(MONEY Magazine) – How to Make a Service Rep Keep His Word
Q Before I signed up for AT&T Yahoo High Speed Internet service last year, I was assured that if we moved out of the service area, the termination fee on our contract wouldn't apply. We did move and, sure enough, my final bill came with a $200 service fee on it. What gives? --Matt Dykhouse, Spokane
ANSWER Hey, you tried. When you signed on with the ISP, you talked to someone you describe as a "very helpful representative" and explained that you were thinking of moving. You asked whether you'd be penalized if you moved out of the service range and had to cancel. You were told there'd be no problem--and no fee.

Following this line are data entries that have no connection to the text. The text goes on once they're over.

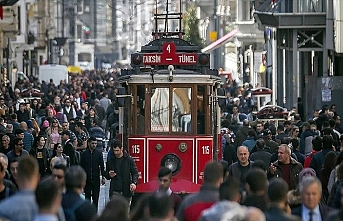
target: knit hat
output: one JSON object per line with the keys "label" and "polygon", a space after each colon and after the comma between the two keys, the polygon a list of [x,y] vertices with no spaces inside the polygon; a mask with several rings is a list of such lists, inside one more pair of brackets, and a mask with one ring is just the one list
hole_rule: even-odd
{"label": "knit hat", "polygon": [[308,176],[316,176],[316,171],[312,168],[304,168],[302,171],[299,173],[299,182],[304,179],[305,177]]}
{"label": "knit hat", "polygon": [[43,122],[43,127],[49,127],[49,121],[45,120],[45,121]]}

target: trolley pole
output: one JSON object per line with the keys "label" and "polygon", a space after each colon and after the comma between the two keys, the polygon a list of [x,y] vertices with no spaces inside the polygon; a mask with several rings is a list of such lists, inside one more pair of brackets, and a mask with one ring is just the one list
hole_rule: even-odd
{"label": "trolley pole", "polygon": [[[214,0],[214,7],[213,7],[213,22],[214,22],[214,31],[217,33],[217,39],[219,38],[219,16],[218,12],[218,0]],[[220,48],[217,48],[213,51],[213,68],[219,69],[220,62]]]}

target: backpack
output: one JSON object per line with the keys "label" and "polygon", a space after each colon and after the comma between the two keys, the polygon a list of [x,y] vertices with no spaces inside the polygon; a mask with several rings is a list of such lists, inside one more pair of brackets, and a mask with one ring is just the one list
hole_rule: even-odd
{"label": "backpack", "polygon": [[[57,115],[60,115],[59,117]],[[64,114],[62,113],[56,113],[56,119],[58,120],[58,122],[60,123],[60,125],[62,125],[63,123],[63,118],[64,118]]]}
{"label": "backpack", "polygon": [[66,221],[76,221],[75,210],[77,210],[84,202],[84,200],[80,200],[71,208],[63,208]]}

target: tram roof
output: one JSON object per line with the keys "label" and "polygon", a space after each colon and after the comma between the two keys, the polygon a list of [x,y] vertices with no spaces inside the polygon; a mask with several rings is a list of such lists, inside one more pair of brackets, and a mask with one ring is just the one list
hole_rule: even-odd
{"label": "tram roof", "polygon": [[159,70],[156,73],[143,72],[140,74],[126,75],[119,78],[119,82],[131,84],[220,84],[219,76],[199,74],[187,70],[174,70],[172,81],[169,80],[169,71]]}

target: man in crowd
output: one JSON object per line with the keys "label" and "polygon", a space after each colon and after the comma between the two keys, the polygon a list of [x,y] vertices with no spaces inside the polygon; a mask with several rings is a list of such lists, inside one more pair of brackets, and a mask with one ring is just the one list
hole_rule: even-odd
{"label": "man in crowd", "polygon": [[260,168],[251,168],[246,176],[245,190],[247,197],[243,201],[245,206],[253,206],[262,211],[268,208],[267,174]]}
{"label": "man in crowd", "polygon": [[10,148],[10,137],[7,135],[2,136],[1,138],[1,146],[0,146],[0,153],[8,154],[11,151]]}
{"label": "man in crowd", "polygon": [[293,190],[298,186],[299,173],[303,169],[301,163],[291,157],[291,148],[286,144],[281,144],[278,150],[278,160],[271,163],[269,176],[282,177]]}
{"label": "man in crowd", "polygon": [[254,162],[249,160],[249,150],[246,146],[239,146],[237,148],[238,162],[235,162],[229,167],[229,176],[235,177],[241,181],[241,188],[245,183],[245,176],[248,170],[252,167]]}
{"label": "man in crowd", "polygon": [[80,166],[71,166],[65,174],[67,191],[62,197],[62,207],[66,220],[75,216],[76,220],[92,220],[96,216],[94,206],[80,197],[86,185],[87,174]]}
{"label": "man in crowd", "polygon": [[317,177],[320,176],[320,170],[323,168],[325,156],[330,151],[333,151],[333,138],[330,135],[324,135],[323,149],[313,155],[310,163],[310,167],[316,171]]}
{"label": "man in crowd", "polygon": [[308,176],[299,183],[299,192],[302,204],[292,210],[292,214],[301,217],[301,220],[325,220],[330,208],[320,203],[322,184],[314,176]]}
{"label": "man in crowd", "polygon": [[268,185],[270,207],[265,211],[266,221],[300,221],[285,211],[289,210],[287,203],[288,185],[281,178],[273,178]]}
{"label": "man in crowd", "polygon": [[171,182],[172,182],[172,171],[167,167],[161,167],[160,171],[158,171],[158,184],[159,185],[158,185],[157,192],[164,192],[168,196],[170,196],[170,198],[172,199],[174,203],[174,212],[176,213],[177,209],[179,208],[181,204],[182,199],[179,195],[177,195],[170,189]]}
{"label": "man in crowd", "polygon": [[87,148],[88,135],[83,130],[83,123],[81,121],[76,122],[75,131],[77,133],[77,145],[76,150],[85,150]]}
{"label": "man in crowd", "polygon": [[23,149],[24,148],[24,142],[23,139],[16,137],[14,139],[14,149],[8,152],[7,157],[8,161],[12,162],[13,159],[24,156],[24,155],[29,155],[29,153]]}
{"label": "man in crowd", "polygon": [[62,192],[58,183],[51,177],[42,180],[36,189],[38,214],[35,221],[58,220],[57,213],[61,207]]}
{"label": "man in crowd", "polygon": [[38,182],[38,162],[31,156],[22,156],[18,161],[19,192],[0,203],[0,218],[33,220],[38,212],[34,193]]}
{"label": "man in crowd", "polygon": [[102,152],[96,149],[97,140],[95,137],[88,139],[88,149],[81,154],[80,166],[86,171],[87,182],[85,196],[93,200],[93,205],[98,209],[100,194],[100,174],[101,183],[105,184],[104,160]]}
{"label": "man in crowd", "polygon": [[223,182],[223,166],[219,162],[209,162],[204,169],[204,179],[200,191],[187,196],[176,213],[179,221],[199,220],[201,212],[219,199],[219,186]]}
{"label": "man in crowd", "polygon": [[106,178],[111,180],[110,198],[114,192],[117,192],[131,202],[138,182],[137,166],[132,157],[124,151],[119,140],[114,141],[111,148],[113,154],[107,160],[105,173]]}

You then closed your account 11 months into a 12-month contract. But wouldn't you know it, a $200 charge showed up. When you called AT&T's billing center, you were told that nothing could be done. The killer: Keeping the service would have cost you just $14.99 for the remaining month.
Turns out you were misinformed from the get-go. You signed up for a promotional rate with a very specific contract. According to the fine print, there's no waiving that early-termination fee. This was stated in the terms and conditions that flashed by when you installed the service's software on your computer (the parts where most people click "I accept" and "Next" without reading them). The hassle might have been tempered if you had asked the rep to show you the information you missed--either on the terms-and-conditions screen or in the paperwork that was mailed to you after you signed up. Remember, they're fielding questions on a lot of deals with different conditions.
Once we told the company about the crossed wires, it credited the penalty fee to you. "He was given misinformation, and he made decisions based on that," says AT&T spokesman Michael Coe. "We're very sorry that that happened." We wonder whether you would have reached the same happy result on your own. Next time ask the rep to make a note on your account confirming what you were told--and have the note read back to you.
TIP When talking to service reps, ask them to make a note on your account confirming anything you've been told, particularly about terms and conditions. It takes the "he said, she said" out of the equation because a supervisor can read the history.